You don't have to be in Slideshow view to correct the colors in a photo. You can double-click a photo from the main window or from a book to get to the Edit mode where the color correction tools are available.
You can always remove all your edits and return to the original photo by selecting the photo in the main window and choosing Photos > Revert to Original.
change wipe direction p. 96
You must rechoose Wipe (without Default next to the name), or iPhoto won't apply the new direction. This is a bug. iPhoto wants to keep applying the default transition direction with the default transition. If you change the transition, (even choosing the same transition without the Default next to its name is enough), iPhoto will pay attention to the new transition direction.
If you don't see the Adjust button, click the >> at the bottom of the Slideshow window and choose Adjust from the pop-up menu.
The Adjust This Slide box can stay open as you go from slide to slide. You don't need to close it to apply changes.

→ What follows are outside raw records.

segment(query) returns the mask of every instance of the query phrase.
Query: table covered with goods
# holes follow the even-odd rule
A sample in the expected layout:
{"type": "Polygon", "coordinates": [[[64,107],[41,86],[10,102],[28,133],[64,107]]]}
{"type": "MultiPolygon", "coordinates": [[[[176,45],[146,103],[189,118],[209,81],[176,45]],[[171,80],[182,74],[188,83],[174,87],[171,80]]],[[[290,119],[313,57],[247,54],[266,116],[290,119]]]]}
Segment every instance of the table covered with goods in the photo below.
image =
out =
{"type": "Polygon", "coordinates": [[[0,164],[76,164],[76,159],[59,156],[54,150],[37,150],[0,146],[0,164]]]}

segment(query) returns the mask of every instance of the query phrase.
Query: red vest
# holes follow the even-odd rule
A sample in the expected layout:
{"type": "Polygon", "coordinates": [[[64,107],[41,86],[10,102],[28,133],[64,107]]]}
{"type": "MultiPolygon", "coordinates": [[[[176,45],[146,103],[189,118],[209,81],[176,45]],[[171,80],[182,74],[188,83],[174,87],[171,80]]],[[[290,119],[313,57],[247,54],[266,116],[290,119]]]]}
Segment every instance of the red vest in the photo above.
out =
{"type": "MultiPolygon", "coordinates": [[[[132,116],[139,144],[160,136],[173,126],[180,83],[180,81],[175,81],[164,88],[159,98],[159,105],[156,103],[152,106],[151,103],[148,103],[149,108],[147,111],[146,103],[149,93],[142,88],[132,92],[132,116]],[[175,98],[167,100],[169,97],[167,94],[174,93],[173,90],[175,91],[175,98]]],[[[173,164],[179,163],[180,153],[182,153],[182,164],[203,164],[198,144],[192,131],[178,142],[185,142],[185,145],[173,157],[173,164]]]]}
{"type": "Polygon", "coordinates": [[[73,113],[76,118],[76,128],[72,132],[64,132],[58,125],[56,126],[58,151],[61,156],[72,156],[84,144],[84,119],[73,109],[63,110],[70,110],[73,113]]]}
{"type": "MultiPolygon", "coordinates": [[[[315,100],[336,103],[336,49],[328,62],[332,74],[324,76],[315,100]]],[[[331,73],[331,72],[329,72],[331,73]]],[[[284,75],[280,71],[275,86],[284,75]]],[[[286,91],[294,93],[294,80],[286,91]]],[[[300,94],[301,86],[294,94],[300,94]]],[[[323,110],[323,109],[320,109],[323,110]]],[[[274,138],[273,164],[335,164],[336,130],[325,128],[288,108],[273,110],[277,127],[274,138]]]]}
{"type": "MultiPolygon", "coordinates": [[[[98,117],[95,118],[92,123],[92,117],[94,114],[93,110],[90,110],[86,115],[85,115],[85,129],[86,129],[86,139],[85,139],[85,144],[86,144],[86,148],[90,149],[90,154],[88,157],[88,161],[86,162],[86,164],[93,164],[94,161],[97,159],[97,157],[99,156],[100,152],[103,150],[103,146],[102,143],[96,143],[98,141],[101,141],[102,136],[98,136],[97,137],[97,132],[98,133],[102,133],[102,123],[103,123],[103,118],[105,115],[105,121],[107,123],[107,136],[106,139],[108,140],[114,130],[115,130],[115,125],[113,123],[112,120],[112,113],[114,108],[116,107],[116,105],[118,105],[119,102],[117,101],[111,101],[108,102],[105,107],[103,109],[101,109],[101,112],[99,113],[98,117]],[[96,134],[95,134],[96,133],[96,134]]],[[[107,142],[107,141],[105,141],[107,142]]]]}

You can use the Adjust button to change the transition without changing the direction. (Or you can change the transition as we did on page 93.)
add music p. 98
If you can't see the Music button, it's because your iPhoto window is too narrow. You can either make your window wider, or click the >> at the bottom of the Slideshow window and choose Music from the pop-up menu that appears.

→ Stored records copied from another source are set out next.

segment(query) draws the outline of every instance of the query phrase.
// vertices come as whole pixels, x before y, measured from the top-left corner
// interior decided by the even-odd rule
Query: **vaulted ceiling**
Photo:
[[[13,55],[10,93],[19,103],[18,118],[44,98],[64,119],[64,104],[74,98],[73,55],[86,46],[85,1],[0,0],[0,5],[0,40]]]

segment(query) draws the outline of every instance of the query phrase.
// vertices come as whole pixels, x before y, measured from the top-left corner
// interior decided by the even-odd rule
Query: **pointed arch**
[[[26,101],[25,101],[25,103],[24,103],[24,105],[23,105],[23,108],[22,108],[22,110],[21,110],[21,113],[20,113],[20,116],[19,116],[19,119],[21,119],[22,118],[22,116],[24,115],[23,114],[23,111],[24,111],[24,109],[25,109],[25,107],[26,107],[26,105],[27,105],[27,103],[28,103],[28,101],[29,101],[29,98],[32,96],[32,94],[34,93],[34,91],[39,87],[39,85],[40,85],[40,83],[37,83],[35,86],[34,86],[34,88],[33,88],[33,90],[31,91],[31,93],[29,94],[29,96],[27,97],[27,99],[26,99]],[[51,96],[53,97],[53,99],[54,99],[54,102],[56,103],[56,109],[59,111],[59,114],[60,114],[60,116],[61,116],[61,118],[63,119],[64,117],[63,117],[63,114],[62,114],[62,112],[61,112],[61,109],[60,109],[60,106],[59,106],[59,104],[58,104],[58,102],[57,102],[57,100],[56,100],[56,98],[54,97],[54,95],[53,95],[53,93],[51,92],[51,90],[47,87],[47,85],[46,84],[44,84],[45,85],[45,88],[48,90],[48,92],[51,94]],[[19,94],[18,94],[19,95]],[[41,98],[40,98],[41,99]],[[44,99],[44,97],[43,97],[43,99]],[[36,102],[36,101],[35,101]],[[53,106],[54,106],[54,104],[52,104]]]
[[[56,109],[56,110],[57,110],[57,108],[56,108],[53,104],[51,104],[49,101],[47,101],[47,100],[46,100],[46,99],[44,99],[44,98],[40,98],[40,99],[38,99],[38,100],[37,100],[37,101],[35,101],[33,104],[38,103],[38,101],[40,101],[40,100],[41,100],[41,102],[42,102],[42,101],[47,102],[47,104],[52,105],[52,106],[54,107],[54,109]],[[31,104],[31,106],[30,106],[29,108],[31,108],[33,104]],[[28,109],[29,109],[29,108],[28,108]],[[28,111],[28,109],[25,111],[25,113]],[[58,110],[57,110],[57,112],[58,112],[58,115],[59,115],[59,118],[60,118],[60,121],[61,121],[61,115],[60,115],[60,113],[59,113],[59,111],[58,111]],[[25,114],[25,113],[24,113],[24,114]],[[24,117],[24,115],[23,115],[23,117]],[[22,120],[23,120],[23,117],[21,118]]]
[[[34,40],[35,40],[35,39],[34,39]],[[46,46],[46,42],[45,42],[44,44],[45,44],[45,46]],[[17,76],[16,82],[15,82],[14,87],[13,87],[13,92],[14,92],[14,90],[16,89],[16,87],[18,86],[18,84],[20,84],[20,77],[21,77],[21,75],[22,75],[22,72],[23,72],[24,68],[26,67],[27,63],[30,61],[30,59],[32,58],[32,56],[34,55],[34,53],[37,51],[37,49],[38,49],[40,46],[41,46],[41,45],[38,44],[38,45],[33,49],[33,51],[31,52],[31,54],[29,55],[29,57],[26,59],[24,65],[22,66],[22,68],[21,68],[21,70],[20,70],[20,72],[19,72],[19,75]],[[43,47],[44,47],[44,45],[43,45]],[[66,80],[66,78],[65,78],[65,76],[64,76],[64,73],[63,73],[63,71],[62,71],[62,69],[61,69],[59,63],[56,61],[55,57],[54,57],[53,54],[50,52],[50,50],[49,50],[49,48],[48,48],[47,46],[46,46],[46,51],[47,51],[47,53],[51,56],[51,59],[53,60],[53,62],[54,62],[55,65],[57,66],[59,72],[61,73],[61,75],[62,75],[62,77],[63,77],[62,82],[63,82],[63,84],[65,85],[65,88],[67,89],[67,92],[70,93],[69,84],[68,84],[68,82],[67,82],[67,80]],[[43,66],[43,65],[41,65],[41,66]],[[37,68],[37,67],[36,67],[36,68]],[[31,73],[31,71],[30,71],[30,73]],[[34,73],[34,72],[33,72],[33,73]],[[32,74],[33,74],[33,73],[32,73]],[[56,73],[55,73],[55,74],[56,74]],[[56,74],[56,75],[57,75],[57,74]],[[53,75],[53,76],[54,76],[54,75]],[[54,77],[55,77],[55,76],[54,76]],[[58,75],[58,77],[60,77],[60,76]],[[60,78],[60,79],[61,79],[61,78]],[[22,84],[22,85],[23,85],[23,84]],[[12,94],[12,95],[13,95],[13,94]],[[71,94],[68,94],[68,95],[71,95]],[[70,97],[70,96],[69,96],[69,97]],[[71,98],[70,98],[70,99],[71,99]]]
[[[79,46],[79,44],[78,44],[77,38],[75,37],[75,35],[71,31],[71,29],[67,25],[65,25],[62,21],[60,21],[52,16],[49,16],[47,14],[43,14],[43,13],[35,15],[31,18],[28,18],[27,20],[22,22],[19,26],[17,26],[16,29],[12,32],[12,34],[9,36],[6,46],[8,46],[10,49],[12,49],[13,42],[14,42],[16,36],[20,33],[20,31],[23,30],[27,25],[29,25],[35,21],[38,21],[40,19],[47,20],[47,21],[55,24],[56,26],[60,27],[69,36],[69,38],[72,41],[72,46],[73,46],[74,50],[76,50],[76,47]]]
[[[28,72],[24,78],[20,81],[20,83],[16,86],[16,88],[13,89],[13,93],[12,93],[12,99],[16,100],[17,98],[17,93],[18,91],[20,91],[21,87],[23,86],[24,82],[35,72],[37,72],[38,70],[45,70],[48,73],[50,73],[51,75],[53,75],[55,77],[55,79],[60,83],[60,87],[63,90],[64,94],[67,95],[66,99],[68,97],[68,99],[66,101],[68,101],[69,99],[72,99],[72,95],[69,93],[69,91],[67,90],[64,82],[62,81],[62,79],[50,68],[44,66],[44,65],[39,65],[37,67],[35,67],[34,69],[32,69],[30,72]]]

You can also find a particular song by typing a few letters in the search box.
If you want to choose more than one song, create a playlist on iTunes and then select that playlist in the music box.
Although we've chosen Repeat music during slideshow, if you choose a song that is longer than the slideshow, the music won't have a chance to repeat.
Choosing Fit music to slideshow causes iPhoto to change the duration of the slides to fit the music you choose. This seems like a great feature. You pick a song that you like and iPhoto makes your slideshow fit to it. Unfortunately, it doesn't work very well.
You can find the exact duration of a slideshow by exporting it (choosing Share > Export) and then looking at it with the QuickTime Player or in the Finder with previews visible (see page 101).
play a slideshow p. 100
You can start a slideshow in the middle by choosing the photo with which you want to start before clicking the Play button.
Pause a slideshow at any time by pressing the spacebar. Press the spacebar again to resume.
Preview the effects and transition on a single slide by clicking the Preview button. Preview the effects and transitions of several slides by selecting those slides and clicking Play.
There are more extra bits about slideshow controls on page 25.
You can connect your computer to a TV or digital projector with an S-Video cable (assuming your Mac has an S-Video out jack, as most current models do). Then choose Displays in your System Preferences and click Detect Displays. Your computer screen should now be mirrored on the TV or projector. Click Play in iPhoto to start projecting your slideshow on the TV or projector.
share a slideshow p. 101
You can burn the QuickTime movie directly to a CD or add it to a DVD.
iDVD, Apple's DVD authoring software, come with iPhoto in the iLife package. It's a good tool for burning your iPhoto slideshows to DVD. You can have iPhoto export your movie in Large format, save it in the Movies folder, and then place it in your current iDVD project automatically by choosing Share > Send to iDVD.